PROBABILITY
Introduction:
Probability means the chances of
happening or occurring of an event. The probability of an event tells that how
likely the event will happen. Situations in which each outcome is equally
likely then we can find the probability using probability formula. Probability
is a chance of prediction. If the probability that an event will occur is “x”,
then the probability that the event will not occur is “1 – x”. if the
probability that one event will occur is “a” and the independent probability
that another event will occur is “b”, then the probability that both events
will occur is “ab”.
Definition:
a) An
experiment is a situation involving chance or probability that leads to results
called outcomes.
b) An outcome is the result of a single
trail of an experiment.
c) An event is one or more outcomes of
an experiment.
d) Probability is the measure of how
likely an event is.
Random Experiment:
An operation which produces an
outcome is known as experiment. When an experiment is conducted repeatedly
under the same conditions the results cannot be unique but may be one of the
various possible outcomes. Such an experiment is called a random experiment.
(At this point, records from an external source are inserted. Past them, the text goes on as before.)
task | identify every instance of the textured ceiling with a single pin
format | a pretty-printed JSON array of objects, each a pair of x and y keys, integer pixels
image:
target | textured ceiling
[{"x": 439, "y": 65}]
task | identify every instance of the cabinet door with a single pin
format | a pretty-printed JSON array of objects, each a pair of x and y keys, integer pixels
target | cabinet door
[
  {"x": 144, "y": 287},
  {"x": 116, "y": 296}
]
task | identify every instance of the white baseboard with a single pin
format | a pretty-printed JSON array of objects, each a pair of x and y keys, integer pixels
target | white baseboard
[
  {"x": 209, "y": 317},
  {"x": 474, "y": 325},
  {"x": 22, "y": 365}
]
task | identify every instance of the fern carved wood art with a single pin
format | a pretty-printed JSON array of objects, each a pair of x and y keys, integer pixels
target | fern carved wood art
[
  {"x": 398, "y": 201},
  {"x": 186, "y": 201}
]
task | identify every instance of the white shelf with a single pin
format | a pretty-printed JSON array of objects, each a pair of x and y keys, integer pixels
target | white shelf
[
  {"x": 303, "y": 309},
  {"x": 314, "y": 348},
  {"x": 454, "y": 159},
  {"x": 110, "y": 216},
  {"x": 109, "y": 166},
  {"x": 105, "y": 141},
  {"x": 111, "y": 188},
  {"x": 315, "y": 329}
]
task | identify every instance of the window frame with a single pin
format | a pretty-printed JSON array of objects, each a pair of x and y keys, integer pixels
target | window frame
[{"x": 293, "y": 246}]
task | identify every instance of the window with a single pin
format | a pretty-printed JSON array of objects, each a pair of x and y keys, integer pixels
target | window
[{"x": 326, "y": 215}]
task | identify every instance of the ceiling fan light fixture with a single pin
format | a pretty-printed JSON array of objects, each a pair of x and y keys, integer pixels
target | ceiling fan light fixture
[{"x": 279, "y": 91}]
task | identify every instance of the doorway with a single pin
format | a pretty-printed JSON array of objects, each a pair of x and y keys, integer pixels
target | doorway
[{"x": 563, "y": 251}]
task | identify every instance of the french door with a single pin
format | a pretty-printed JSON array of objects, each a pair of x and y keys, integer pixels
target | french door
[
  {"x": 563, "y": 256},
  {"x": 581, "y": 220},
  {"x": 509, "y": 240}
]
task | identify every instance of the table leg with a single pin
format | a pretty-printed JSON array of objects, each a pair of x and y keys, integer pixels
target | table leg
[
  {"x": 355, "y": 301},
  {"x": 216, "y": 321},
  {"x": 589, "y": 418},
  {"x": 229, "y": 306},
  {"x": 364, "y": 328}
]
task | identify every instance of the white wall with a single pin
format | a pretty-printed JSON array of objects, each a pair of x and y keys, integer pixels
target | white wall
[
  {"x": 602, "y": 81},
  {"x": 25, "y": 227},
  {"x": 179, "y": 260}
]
In
a random experiment, we cannot predict the outcome. Tossing a coin is a random
experiment. When we toss a coin either head or tail may turn up. Some more
examples of random experiment:
a) Rolling a
die
b) Drawing a card from a pack of cards.
c) Taking out a ball from a bag
containing balls of different colours.
Trail: Performing
a random experiment is called a Trail.
Sample space: The set of all possibility outcomes of a random experiment is called a
sample space and is denoted by S.
When we roll a die, the possible
outcomes are 1, 2, 3, 4, 5, 6.
Sample space is S = {1, 2, 3, 4, 5,
6}
Event: Any
possible outcome or combination of outcome is called event. That is every
subset of the sample space S is called an event. Events are usually denoted by
A, B, C, D, E, F. When a coin is tossed, getting a head or trail is an event.
S = {H, T}, A = {H, B} = {T}
Here events A and B are subsets of
the sample space S.
Equally likely events: Two or more events are said to be equally likely if each one
of them has an equal chance of occurring. In tossing a coin, getting a head and
getting a tail are equally likely events.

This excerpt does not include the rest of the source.